Sticky situation
Local tree tappers find joy in maple syrup making

Even though the price of a litre of maple syrup ranges from $20 at Costco to around $35 for the premium stuff from a local producer, it would be wrong to think that the spike in small, backyard syrup operations in Kawarthas Lakes is a financial decision. Syrup making is a labour of love that, for some, is a natural extension of other harvests.

Anna Maria and Greg Gungner of Fenelon Falls harvest hazelnuts, grow pears, and make apple cider and grape juice, at their residential property, so it wasn’t a big leap five years ago to add maple syrup to the list of products generated at home. They tapped two trees (both soft maples) and collected enough sap to make a few litres of syrup in a one-day boil. Anna Maria explains, “we use a turkey fryer (a propane-fuelled burner) and a wide, shallow pan to boil. We are lucky because the house is already heated with propane.” With their four kids out of the house, and not dipping into the supply, the syrup lasts until the next collection season.
Around the corner from the Gungners, Gerry Garvey didn’t let the fact there are no maples on his lot prevent him from getting in on the action. The retired Hydro One forester can identify more than 40 kinds of trees, so when he decided to give making syrup a try more than 10 years ago, he asked his neighbour if he could tap the eight or 10 maples he had identified on their residential property.
“Most are hard maple which produce more syrup, with a 40:1 sap to syrup ratio. The soft ones are more like 45 or 47:1,” he said, adding that birch and walnut can also be tapped.
Syrup production is not a new activity for him, having done it on a larger scale at another property he owned while he was still working. The demands of collecting the sap, carrying full pails, and boiling it after putting in a full day of climbing trees got to be a bit much after a few seasons.
Gerry Garvey also uses a propane turkey fryer and pot but adds a “Gerry-rigged” bucket and copper pipe with tap that gravity feeds sap at a controlled rate to the boiling pot.
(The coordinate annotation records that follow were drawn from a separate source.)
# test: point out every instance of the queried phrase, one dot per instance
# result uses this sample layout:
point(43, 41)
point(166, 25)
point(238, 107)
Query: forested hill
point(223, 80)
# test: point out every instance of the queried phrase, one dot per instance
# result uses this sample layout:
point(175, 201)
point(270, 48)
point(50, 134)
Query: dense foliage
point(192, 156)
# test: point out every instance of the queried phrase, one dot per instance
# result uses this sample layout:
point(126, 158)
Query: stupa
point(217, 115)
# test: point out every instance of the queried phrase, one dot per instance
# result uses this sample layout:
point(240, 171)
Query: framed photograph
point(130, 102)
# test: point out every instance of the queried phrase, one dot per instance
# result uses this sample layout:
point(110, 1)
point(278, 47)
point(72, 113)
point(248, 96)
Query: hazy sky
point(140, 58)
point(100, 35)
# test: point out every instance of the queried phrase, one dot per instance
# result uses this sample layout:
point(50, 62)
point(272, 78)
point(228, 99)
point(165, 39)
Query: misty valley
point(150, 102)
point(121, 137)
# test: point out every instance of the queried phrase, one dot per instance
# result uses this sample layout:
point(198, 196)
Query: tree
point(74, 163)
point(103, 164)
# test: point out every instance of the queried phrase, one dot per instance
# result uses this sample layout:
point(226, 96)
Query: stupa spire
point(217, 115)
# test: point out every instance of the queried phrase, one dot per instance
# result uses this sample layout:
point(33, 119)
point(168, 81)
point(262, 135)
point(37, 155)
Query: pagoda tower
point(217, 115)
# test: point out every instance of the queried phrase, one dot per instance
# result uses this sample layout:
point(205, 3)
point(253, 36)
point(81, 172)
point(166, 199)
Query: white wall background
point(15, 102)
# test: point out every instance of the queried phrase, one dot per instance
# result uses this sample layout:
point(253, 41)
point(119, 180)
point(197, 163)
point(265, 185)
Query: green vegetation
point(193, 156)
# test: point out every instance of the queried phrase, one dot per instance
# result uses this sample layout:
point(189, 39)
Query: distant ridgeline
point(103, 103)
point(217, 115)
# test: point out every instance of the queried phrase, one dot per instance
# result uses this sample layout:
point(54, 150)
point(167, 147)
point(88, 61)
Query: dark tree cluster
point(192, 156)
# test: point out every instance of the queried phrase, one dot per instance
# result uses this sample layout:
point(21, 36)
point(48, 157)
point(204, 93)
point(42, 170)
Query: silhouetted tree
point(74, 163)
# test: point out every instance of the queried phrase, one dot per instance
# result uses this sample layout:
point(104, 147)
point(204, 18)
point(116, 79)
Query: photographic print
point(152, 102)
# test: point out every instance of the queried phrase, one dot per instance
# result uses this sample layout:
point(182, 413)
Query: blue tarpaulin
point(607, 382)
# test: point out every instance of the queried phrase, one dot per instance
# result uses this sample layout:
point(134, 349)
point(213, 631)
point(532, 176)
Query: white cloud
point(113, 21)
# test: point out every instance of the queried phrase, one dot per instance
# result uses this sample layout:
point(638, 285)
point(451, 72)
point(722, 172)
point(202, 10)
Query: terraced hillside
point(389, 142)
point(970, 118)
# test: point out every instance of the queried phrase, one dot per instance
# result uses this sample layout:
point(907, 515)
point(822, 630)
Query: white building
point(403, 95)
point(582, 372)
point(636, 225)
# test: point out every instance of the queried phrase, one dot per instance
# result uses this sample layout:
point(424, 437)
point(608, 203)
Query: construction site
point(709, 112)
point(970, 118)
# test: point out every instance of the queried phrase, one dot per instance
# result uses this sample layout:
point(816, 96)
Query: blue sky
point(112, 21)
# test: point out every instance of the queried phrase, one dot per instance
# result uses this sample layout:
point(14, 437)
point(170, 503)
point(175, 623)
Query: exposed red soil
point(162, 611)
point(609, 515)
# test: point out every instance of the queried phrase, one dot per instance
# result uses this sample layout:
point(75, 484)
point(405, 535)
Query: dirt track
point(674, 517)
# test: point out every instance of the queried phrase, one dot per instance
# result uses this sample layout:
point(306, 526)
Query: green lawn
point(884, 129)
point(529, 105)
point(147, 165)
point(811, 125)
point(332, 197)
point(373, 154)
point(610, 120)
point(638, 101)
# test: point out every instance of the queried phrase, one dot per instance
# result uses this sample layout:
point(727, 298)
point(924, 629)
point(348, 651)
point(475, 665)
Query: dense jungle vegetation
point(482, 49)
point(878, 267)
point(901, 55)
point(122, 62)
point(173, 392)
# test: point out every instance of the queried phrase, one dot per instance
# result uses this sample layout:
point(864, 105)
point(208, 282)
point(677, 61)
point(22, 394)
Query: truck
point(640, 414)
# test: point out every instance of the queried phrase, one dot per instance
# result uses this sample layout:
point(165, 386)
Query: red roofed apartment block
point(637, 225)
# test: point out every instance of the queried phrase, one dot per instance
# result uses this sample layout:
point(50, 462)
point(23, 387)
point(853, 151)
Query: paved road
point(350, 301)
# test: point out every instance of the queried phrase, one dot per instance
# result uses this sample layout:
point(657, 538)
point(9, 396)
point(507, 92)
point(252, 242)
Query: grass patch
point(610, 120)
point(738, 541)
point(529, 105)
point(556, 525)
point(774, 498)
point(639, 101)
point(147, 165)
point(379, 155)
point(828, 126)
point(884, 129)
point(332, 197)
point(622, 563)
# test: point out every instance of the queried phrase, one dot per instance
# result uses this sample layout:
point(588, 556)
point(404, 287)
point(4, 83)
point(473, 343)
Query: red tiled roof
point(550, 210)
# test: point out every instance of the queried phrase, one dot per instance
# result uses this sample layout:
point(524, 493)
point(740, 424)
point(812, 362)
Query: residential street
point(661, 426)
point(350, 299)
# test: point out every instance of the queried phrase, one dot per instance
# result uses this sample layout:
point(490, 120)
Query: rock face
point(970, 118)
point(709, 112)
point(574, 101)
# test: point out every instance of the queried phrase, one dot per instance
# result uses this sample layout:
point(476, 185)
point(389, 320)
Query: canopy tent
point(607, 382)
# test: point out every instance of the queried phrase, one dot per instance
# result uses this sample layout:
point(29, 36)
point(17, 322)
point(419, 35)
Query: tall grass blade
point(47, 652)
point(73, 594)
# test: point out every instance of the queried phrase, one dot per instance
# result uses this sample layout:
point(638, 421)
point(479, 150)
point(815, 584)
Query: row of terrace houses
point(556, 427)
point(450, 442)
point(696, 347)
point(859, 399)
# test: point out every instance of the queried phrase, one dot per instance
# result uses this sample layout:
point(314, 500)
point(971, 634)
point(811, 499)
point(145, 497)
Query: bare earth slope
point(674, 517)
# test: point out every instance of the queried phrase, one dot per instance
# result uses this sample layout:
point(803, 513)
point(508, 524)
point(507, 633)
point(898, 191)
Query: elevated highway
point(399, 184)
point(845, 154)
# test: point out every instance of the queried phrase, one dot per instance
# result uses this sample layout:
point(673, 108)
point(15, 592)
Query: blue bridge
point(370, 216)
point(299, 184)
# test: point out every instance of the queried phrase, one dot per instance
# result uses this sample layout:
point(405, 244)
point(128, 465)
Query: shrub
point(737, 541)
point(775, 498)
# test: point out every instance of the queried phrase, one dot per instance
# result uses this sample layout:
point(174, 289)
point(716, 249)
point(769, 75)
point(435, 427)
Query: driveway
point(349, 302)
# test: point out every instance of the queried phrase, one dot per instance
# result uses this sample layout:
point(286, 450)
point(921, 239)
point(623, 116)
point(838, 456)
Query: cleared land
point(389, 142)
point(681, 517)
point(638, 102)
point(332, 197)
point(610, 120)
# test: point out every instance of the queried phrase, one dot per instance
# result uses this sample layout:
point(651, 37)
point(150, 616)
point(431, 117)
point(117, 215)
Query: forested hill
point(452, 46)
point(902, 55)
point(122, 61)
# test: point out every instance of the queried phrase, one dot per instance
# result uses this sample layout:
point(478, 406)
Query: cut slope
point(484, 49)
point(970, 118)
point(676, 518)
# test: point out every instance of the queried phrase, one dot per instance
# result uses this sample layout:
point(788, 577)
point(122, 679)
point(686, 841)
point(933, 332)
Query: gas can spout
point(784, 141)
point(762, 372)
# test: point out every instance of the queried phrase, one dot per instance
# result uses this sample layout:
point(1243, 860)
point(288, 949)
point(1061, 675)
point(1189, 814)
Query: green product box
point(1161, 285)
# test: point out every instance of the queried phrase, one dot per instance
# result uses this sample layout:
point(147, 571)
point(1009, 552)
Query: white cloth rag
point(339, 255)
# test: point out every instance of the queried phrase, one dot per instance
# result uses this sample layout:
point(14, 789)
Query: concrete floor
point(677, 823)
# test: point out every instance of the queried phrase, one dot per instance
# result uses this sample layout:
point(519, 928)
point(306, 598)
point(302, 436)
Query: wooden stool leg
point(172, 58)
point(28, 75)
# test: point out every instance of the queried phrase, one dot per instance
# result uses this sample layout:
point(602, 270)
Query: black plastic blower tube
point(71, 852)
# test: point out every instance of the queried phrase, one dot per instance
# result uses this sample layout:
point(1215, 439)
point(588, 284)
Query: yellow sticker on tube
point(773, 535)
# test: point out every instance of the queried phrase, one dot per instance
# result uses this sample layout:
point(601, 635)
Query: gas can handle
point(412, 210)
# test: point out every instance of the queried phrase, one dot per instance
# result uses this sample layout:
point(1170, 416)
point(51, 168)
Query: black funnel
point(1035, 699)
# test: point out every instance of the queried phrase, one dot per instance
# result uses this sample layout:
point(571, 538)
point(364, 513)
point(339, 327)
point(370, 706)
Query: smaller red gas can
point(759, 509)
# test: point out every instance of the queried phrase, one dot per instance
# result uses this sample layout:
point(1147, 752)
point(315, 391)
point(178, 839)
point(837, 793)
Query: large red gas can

Last year he started collecting sap on Feb. 4 and stopped March 27 and made more than 10 litres of syrup.
Still others enjoy making liquid gold as a social activity involving friends. For Dar Kimble, who is a millennial, but doesn’t fit that stereotype says, “I find it to be a great reason to get outside after the winter and spend time with family and friends around the evaporator. I also think it’s important to be resourceful and take a larger role in the process of how food gets to your table.”
“This is my second season. We tap 20 trees, and if all goes well we will finish 12 litres of syrup this year. My longest boil would be about 10 hours.” Doubling down on the resourcefulness angle, he also built their evaporator found at the family acreage near Bobcaygeon.
He adds that for his partner, Jenna Hutchinson, baking is one of the main reasons they do it. “Jenna bakes with it a lot, substituting it for sugar in breads, muffins and cookies.”
Until the $23 million gold heist at Pearson International Airport in 2023, the most valuable robbery in this country involved maple syrup in a Quebecois version of the train tanker car heist of pre-cursor from the AMC series Breaking Bad.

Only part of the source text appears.